If the similarity of these events 157 years apart strikes you as more than coincidence, maybe don’t go to Erdington on May 27, 2131.

Christmas twins crash into each other on Christmas Eve

You might have heard the story about how in 1895 there were only two cars in the state of Ohio, but they still somehow managed to crash into each other. That story is not what experts would refer to as “super likely,” but if you’re hankering for weird car crash coincidences, maybe this one will get your motor running.

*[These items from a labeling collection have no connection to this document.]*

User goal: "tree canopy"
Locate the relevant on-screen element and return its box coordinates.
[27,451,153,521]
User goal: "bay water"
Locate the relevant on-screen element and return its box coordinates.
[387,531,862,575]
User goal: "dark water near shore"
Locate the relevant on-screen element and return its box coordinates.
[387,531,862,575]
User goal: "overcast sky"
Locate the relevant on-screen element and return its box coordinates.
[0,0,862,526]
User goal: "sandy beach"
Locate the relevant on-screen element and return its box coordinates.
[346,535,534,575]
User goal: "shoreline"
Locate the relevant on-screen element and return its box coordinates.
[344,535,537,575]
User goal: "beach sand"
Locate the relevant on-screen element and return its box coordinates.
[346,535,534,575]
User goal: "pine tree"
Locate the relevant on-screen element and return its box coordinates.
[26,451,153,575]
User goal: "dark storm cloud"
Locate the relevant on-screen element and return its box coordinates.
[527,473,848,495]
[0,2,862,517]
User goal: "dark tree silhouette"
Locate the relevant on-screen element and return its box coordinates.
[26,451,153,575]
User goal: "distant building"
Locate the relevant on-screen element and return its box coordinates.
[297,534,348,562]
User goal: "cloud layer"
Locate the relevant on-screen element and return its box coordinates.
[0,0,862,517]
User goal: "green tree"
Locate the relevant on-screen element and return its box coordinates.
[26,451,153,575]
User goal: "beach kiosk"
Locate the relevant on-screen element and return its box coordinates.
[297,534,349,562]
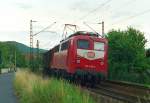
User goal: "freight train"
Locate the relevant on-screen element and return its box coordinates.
[43,31,108,83]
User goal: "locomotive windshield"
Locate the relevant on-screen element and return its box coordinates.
[94,42,104,51]
[77,39,90,49]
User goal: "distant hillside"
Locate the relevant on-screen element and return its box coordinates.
[5,41,47,54]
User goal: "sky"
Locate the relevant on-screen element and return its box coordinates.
[0,0,150,49]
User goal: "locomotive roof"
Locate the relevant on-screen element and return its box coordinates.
[60,31,99,42]
[68,31,99,38]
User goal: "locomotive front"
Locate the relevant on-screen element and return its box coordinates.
[69,32,108,77]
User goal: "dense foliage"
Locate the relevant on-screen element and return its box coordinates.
[0,42,27,68]
[107,28,150,83]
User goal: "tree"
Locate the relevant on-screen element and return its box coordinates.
[106,28,150,82]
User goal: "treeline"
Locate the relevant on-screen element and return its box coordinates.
[0,42,28,68]
[106,28,150,84]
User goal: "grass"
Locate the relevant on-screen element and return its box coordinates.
[14,71,94,103]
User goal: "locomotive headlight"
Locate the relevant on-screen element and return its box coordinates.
[77,59,80,63]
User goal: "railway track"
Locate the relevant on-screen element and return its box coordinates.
[88,80,150,103]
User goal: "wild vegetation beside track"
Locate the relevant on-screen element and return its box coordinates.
[14,71,94,103]
[106,28,150,85]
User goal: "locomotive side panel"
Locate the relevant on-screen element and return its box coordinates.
[52,41,69,70]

According to The (Scotland) Herald, in 1994, twin sisters in England named Lorraine and Levinia Christmas crashed into each other while driving on an icy single lane road. Allegedly, Levinia was on her way to take over Lorraine’s shift at the gas station where they both worked. The two sisters were taken to the hospital for injuries including whiplash and concussion, and according to the book Weird and Wonderful Christmas, police on the scene thought it was a joke. Why? Because the crash happened on December 24, Christmas Eve. The Christmas twins crashed into each other on Christmas Eve. Weird and Wonderful Christmas adds the detail that the sisters were on their way to deliver Christmas presents to each other, which is another sweet layer to the irony cake, ergo making it seem less probable than the gas station version of the story. Some versions of the story add the detail that their father — i.e., Father Christmas — was recovering from surgery in the same hospital.

While the Christmas twins definitely crashed on Christmas Eve, you can decide whether the other elements are true. But if there’s anything more powerful than Christmas magic, it might be the magic of coincidence.